March 30, 2022 at 3:00 PM - 4:00 PM
*This will be a HYBRID Event with in-person attendance in Levine 512 and Virtual attendance via Zoom
Balancing performance and safety are crucial to deploying autonomous vehicles in multi-agent environments. In particular, autonomous racing is a domain that penalizes safe but conservative policies, highlighting the need for robust, adaptive strategies. Current approaches either make simplifying assumptions about other agents or lack robust mechanisms for online adaptation. In this talk we will explore research themes on perception, planning and control at the limits of performance. We explore (1) How to build the most efficient autonomous racecar with Multi-domain optimization across vehicle design, planning and control; (2) How to generate the most competitive agents who dynamically balance safety and assertiveness by using distributionally robust online adaptation; We realize all our research in the https://f1tenth.org autonomous racecar platform that is 10th the size, but 10x the fun!
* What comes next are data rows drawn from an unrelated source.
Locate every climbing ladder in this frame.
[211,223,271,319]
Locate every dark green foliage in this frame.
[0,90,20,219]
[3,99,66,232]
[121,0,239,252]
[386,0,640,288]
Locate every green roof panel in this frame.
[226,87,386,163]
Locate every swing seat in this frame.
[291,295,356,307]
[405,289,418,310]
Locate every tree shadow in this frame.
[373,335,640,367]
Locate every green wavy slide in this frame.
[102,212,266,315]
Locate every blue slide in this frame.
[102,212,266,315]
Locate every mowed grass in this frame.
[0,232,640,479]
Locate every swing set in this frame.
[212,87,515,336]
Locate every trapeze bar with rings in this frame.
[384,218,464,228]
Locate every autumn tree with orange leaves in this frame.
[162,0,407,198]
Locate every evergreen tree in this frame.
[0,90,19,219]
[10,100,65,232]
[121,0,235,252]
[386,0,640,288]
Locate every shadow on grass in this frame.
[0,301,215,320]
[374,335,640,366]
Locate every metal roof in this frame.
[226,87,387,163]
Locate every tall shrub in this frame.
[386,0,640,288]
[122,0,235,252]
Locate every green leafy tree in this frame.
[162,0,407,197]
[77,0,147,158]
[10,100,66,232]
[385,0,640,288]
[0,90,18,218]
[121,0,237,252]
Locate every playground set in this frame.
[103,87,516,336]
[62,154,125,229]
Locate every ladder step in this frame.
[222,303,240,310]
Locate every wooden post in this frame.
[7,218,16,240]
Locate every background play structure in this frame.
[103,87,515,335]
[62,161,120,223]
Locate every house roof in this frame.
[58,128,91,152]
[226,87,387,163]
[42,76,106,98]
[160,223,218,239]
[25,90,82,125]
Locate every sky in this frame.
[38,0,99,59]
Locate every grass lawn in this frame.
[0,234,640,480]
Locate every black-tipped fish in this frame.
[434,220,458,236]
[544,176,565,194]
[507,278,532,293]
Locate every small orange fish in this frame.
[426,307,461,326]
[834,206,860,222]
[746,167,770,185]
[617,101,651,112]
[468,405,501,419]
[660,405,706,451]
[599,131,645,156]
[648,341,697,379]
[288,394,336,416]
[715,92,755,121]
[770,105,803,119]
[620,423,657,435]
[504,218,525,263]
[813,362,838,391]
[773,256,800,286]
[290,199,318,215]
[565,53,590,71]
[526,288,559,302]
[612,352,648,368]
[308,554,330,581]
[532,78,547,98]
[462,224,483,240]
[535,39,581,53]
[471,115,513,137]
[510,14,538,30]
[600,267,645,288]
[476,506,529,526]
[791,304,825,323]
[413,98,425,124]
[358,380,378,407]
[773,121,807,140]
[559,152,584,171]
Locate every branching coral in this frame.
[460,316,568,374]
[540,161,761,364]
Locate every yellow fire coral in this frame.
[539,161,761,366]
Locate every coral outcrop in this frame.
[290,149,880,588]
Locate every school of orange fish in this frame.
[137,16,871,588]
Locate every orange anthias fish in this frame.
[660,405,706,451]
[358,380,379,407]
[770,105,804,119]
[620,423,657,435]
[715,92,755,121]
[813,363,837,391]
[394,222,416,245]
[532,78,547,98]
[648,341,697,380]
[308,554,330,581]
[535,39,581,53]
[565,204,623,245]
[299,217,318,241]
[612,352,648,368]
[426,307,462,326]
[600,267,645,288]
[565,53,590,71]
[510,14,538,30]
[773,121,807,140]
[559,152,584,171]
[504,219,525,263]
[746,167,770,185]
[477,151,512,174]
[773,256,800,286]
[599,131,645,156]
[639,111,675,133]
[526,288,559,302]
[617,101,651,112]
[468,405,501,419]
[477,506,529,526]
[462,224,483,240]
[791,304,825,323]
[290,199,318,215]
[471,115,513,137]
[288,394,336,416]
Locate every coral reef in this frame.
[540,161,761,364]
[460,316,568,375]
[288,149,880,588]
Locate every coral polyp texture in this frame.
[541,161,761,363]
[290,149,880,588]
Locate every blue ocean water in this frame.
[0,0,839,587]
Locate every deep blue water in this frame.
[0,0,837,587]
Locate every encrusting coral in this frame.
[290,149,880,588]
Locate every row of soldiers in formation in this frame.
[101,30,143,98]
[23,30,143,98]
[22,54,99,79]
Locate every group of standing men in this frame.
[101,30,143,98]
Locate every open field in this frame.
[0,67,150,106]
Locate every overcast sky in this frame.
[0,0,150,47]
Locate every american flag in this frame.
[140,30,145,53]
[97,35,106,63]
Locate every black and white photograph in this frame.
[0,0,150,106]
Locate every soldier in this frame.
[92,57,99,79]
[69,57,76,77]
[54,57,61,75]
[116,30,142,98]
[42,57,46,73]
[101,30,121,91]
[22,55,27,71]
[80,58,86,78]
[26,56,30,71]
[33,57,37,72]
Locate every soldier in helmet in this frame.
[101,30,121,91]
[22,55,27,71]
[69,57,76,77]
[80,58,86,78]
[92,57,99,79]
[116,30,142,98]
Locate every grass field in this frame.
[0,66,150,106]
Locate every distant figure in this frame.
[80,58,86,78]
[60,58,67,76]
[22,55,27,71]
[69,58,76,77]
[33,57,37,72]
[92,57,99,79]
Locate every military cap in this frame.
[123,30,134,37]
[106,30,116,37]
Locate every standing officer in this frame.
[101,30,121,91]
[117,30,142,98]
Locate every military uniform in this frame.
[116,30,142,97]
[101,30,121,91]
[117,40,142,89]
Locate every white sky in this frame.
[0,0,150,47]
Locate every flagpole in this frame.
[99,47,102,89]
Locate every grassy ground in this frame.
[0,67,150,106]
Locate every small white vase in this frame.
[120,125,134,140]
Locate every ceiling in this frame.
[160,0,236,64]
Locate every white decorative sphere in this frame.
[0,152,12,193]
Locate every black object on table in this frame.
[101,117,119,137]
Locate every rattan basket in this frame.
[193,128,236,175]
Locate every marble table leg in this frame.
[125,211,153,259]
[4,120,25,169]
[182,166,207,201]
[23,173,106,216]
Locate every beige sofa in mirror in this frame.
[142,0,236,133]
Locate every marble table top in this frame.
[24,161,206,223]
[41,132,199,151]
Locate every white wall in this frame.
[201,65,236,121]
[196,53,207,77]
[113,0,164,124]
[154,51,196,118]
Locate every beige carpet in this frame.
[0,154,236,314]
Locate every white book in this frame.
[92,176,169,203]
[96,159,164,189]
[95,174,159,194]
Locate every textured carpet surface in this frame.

The main take away from this talk is how you can get involved in very exciting research on safe autonomous systems. I will also present projects on AV Bus and AV Gokart that we are doing in the Autoware Center of Excellence for Autonomous Driving at Pennovation.
Rahul Mangharam
University of Pennsylvania
Rahul’s builds safe autonomous systems at the intersection of formal methods, machine learning and controls. He applies his work to safety-critical autonomous vehicles, urban air mobility, life-critical medical devices, IoT4Agriculture, and AI Co-designers for complex systems. He is the Penn Director for the Department of Transportation’s $14MM Mobility21 National University Transportation Center which focuses on technologies for safe and efficient movement of people and goods. Rahul received the 2016 US Presidential Early Career Award (PECASE) from President Obama for his work on Life-Critical Systems. He also received the 2016 Department of Energy’s CleanTech Prize (Regional), the 2014 IEEE Benjamin Franklin Key Award, 2013 NSF CAREER Award, 2012 Intel Early Faculty Career Award and was selected by the National Academy of Engineering for the 2012 and 2017 US Frontiers of Engineering. He has won several ACM and IEEE best paper awards in Cyber-Physical Systems, controls, machine learning, and education.